The most important thing is always communication. Keep talking, keep talking and then keep on talking. Keep sharing until there is no more pressure and you're feeling like you're not holding anything back. Obviously this isn't going to work with a low quality girl or during a one-night stand. This is advice for people who genuinely like each other and are in a committed relationship. To high-quality people. You want to find a girl who is willing to go on that journey with you.

Erectile Dysfunction

Comments

I agree with the advice to avoid the blue pills generally, and focus on self esteem, anxiety etc but there is one particular use case I do think they're useful for re psychological ED - cialis daily (tadalafil). Rather than take a pill before expecting (hoping for ?) sexual activity, and the hit and miss efficacy, esp with Viagra, due to stomach contents, alcohol levels, etc....you take a low dose daily, more like a prophylactic approach. This removes a lot of the inconsistency of efficacy and also allows for more flexibility and spontaneity...and these factors are a big part of the feedback loop that makes performance anxiety so difficult to overcome. Just knowing that you're always ready and know what you can expect really helps break that loop feel more confident and that leads to the successful outcomes needed to lower anxiety and regain some self esteem.

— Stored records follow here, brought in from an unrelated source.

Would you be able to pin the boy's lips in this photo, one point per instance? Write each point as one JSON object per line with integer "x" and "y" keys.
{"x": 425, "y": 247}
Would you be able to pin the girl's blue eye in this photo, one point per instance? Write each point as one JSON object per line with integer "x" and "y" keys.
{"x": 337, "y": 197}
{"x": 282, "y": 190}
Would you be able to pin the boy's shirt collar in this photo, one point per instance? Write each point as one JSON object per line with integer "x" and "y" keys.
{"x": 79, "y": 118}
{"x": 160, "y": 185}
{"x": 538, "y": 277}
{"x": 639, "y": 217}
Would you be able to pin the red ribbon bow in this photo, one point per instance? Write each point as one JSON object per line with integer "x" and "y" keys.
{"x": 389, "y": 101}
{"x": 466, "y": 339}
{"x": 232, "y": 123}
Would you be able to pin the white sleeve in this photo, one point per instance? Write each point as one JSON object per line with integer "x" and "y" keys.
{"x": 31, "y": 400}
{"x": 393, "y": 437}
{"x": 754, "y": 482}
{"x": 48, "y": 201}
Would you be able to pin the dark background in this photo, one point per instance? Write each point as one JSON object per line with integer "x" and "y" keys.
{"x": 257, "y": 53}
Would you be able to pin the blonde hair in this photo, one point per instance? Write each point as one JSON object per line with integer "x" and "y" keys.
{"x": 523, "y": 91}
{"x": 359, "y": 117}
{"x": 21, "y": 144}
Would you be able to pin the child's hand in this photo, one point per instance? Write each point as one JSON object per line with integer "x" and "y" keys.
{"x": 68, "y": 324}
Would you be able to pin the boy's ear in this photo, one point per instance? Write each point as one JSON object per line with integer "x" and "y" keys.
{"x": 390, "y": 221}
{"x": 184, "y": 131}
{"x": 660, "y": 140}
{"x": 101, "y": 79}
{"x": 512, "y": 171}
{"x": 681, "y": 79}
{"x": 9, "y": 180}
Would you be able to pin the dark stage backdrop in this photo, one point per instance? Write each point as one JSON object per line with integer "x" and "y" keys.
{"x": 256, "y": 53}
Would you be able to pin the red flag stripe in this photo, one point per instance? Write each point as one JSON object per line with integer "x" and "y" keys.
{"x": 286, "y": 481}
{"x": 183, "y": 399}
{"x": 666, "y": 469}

My advice would be for them to sleep together. Being in one bed with the girl - he will get more comfortable with the fact that they are in bed together, that they are touchig and the like. Having pillow talks can very easily transform into sex, because there is not the pressure "now we are about to have sex". Also, how about having sex first thing in the morning.

My advice would be focus on getting her off. Your advice of getting her to give you a blowjob, handjobs is solid advice but still puts the "pressure" on him staying hard etc. If you can get her to cum at least once, preferably more than once, everything after that is entirely surplus... theres no need for him to "perform", just have a good time. Mutual mastabation might not be a bad idea either. Plenty of options before drugs!

Somewhat of the same situation happened to me [M18 year old at the time]; I started seeing a F22 and each time we had sex I couldn't achieve an erection. I was still having a FWB [F18] relation and had absolutely no trouble "getting it up" with her. The difference of experience and age with my new partner was very intimidating. We had sex more than 10 times without me being able to stay hard and cum (the girl can start feeling as if there's something wrong with her, but that's another story). The problem at first was the fact that I was intimidated by her but then it was the anxiety of not being able to perform. "I won't be able to stay hard.. the last 5 times it didn't work". I tried medication once (told her) and together with self-reflection, it helped me get past the performance anxiety. In short, from my experience medication such as viagra can help even if the problem is psychological and I agree communication is KEY!!